Uranium hexachloride is the inorganic compound with the formula UCl6. It features uranium in the +6 oxidation state. UCl6 hydrolyzes readily but is stable under inert atmosphere. It is soluble in carbon tetrachloride (CCl4). It is a multi-luminescent dark green or black solid with a vapor pressure between 1-3 mmHg at 373.15 K.

==Structure and bonding==

Uranium hexachloride has an octahedral geometry, with point group O_{h}. Its lattice (dimensions: 10.95 ± 0.02 Å x 6.03 ± 0.01 Å) is hexagonal in shape with three molecules per cell; the average theoretical U-Cl bond is 2.472 Å long (the experimental U-Cl length found by X-ray diffraction is 2.42 Å), and the distance between two adjacent chlorine atoms is 3.65 Å.

==Chemical properties==
UCl6 is stable up to temperatures between 120 °C and 150 °C. The decomposition of UCl6 results in a solid phase transition from one crystal form of UCl6 to another more stable form, before fully decomposing into UCl_{5}. It decomposes as follows:
2 UCl6 (g) → 2 UCl5 (s) + Cl2 (g)
The activation energy for this reaction is about 40 kcal per mole.

=== Solubility ===
UCl6 is not a very soluble compound. It dissolves in CCl4 to give a brown solution. It is slightly soluble in isobutyl bromide and in fluorocarbon (C7F16).

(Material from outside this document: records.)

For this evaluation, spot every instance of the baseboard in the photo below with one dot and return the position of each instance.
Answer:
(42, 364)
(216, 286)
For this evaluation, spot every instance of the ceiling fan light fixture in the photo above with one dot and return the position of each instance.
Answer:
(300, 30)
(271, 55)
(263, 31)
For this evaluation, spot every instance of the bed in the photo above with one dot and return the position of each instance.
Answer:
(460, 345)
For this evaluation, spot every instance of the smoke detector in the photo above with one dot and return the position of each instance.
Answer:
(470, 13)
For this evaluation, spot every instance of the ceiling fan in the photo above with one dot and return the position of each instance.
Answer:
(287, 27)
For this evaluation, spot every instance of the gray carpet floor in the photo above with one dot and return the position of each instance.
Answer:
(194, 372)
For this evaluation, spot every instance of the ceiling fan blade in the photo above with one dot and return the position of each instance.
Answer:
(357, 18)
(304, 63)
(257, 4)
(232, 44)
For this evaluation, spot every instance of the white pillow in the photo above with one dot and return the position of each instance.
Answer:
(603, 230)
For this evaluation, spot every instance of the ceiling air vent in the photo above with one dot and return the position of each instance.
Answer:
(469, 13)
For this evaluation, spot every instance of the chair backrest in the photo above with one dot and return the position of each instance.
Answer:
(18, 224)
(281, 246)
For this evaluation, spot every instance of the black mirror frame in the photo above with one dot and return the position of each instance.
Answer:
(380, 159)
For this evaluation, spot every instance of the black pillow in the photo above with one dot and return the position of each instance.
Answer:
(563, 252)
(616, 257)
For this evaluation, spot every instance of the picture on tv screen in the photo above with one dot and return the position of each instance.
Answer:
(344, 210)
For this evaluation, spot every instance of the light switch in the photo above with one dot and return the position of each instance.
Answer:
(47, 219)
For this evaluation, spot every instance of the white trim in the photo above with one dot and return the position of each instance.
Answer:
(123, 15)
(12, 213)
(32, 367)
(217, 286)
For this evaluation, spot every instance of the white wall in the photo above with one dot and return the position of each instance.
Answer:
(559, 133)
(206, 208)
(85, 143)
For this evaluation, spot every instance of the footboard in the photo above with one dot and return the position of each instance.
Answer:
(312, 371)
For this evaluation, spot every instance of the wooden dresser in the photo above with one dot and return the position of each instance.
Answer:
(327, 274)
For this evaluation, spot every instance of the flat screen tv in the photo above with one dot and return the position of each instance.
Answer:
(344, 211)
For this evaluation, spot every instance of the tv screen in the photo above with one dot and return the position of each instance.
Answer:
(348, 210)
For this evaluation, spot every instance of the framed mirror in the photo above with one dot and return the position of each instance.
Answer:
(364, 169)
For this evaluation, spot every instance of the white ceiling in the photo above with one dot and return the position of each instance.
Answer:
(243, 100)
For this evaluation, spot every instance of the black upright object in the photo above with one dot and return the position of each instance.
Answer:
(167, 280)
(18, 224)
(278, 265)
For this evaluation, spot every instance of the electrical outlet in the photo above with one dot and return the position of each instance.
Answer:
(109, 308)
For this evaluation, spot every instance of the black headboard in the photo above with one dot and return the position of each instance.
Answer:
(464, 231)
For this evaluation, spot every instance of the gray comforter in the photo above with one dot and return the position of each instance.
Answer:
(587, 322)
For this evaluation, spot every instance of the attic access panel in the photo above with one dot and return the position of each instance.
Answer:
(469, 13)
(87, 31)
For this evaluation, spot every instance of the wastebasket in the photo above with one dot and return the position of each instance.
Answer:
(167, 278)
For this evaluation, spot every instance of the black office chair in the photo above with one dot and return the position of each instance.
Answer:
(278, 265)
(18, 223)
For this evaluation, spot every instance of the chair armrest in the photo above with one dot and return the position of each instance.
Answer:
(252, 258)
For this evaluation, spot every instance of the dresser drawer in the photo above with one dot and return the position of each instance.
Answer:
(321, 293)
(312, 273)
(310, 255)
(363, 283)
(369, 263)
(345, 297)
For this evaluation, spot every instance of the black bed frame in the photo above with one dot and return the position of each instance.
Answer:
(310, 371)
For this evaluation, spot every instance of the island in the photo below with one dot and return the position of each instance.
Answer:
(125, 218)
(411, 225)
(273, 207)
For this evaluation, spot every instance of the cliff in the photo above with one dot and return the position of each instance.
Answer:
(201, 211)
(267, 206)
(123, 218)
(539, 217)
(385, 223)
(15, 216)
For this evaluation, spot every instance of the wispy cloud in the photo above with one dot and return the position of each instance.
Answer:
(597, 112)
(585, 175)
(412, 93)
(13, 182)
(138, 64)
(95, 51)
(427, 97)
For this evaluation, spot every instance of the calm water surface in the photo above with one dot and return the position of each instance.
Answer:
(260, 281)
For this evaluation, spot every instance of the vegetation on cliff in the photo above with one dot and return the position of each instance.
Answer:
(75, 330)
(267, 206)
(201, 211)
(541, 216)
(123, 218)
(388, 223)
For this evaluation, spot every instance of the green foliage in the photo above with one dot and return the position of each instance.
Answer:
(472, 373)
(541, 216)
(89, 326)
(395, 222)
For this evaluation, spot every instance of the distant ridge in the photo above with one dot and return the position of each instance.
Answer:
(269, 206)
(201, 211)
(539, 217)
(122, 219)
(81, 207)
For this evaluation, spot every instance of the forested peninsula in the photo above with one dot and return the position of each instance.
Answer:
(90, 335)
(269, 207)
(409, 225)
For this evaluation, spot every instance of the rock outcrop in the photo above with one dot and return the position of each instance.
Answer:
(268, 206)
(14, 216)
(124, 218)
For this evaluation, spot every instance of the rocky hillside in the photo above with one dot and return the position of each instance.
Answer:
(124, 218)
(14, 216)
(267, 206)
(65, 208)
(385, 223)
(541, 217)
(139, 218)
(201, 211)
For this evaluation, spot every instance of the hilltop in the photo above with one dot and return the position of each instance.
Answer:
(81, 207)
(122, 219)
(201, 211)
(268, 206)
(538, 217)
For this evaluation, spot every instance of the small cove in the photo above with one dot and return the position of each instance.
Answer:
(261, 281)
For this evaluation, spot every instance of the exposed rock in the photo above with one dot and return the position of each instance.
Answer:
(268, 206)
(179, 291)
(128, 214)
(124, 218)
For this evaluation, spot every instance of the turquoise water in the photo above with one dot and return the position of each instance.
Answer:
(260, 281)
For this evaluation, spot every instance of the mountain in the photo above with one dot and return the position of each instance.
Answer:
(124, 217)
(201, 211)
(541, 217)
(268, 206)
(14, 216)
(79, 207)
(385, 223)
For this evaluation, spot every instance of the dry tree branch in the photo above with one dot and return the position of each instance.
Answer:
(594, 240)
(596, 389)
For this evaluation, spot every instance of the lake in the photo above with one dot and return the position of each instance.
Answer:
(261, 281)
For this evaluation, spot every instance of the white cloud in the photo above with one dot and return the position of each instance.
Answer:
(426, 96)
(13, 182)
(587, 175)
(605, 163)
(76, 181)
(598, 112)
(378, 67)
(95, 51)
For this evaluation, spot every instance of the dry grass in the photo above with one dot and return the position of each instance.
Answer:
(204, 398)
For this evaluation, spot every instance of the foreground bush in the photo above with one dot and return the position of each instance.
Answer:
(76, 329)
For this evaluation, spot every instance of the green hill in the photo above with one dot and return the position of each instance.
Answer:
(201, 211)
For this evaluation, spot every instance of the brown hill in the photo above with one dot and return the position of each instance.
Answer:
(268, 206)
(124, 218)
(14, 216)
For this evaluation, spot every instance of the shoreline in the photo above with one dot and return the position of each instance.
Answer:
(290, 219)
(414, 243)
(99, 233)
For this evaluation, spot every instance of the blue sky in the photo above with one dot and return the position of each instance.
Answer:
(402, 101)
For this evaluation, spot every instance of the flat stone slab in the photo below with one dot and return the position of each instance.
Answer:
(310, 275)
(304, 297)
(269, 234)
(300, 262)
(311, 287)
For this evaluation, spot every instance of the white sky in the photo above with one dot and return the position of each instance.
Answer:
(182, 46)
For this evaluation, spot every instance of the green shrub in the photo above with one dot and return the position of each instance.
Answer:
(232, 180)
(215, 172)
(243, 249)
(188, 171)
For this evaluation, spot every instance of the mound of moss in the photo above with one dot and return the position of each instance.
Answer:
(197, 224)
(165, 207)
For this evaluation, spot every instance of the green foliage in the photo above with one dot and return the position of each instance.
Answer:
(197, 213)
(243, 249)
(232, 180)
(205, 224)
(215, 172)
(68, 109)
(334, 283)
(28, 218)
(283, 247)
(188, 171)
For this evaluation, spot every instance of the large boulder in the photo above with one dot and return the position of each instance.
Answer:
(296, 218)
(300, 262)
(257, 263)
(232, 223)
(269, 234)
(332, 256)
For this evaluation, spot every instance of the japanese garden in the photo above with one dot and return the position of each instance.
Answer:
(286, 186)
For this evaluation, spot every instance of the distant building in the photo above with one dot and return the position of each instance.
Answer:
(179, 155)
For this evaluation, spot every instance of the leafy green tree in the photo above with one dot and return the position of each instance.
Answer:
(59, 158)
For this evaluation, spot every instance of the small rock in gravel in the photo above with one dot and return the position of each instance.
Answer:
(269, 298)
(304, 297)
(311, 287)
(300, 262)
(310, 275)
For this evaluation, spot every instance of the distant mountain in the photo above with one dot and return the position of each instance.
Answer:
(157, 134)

| Solvents | Temperature (°C) | Grams of UCl_{6}/100g of solution |
|---|---|---|
| CCl_{4} | −18 | 2.64 |
| CCl_{4} | 0 | 4.9 |
| CCl_{4} | 20 | 7.8 |
| 6.6% Cl_{2} : 93.4% CCl_{4} | −20 | 2.4 |
| 12.5% Cl_{2} : 87.5% CCl_{4} | −20 | 2.23 |
| 12.5% Cl_{2} : 87.5% CCl_{4} | 0 | 3.98 |
| Liquid Cl_{2} | −33 | 2.20 |
| CH_{3}Cl | −24 | 1.16 |
| Benzene | 80 | Insoluble |
| Freon 113 | 45 | 1.83 |

===Reaction with hydrogen fluoride ===
When treated with liquid hydrogen fluoride (HF) at room temperature, UCl6 produces UF5.
2 UCl6 + 10 HF → 2 UF5 + 10 HCl + Cl2

==Synthesis==
Uranium hexachloride is efficiently prepared from uranium hexafluoride by halide exchange using boron trichloride according to the following idealized equation:
UF6 + 2 BCl3 → UCl6 + 2 BF3

Uranium hexachloride can also be synthesized from the reaction of uranium trioxide (UO3) with a mixture of liquid CCl4 and hot chlorine (Cl2). The yield can be increased if the reaction carried out in the presence of UCl5. The UO3 is converted to UCl5, which in turn reacts with the excess Cl2 to form UCl6. It requires a substantial amount of heat for the reaction to take place; the temperature range is from 65 °C to 170 °C depending on the amount of reactant (ideal temperature 100 °C - 125 °C). The reaction is carried out in a closed gas-tight vessel (for example a glovebox) that can withstand the pressure that builds up.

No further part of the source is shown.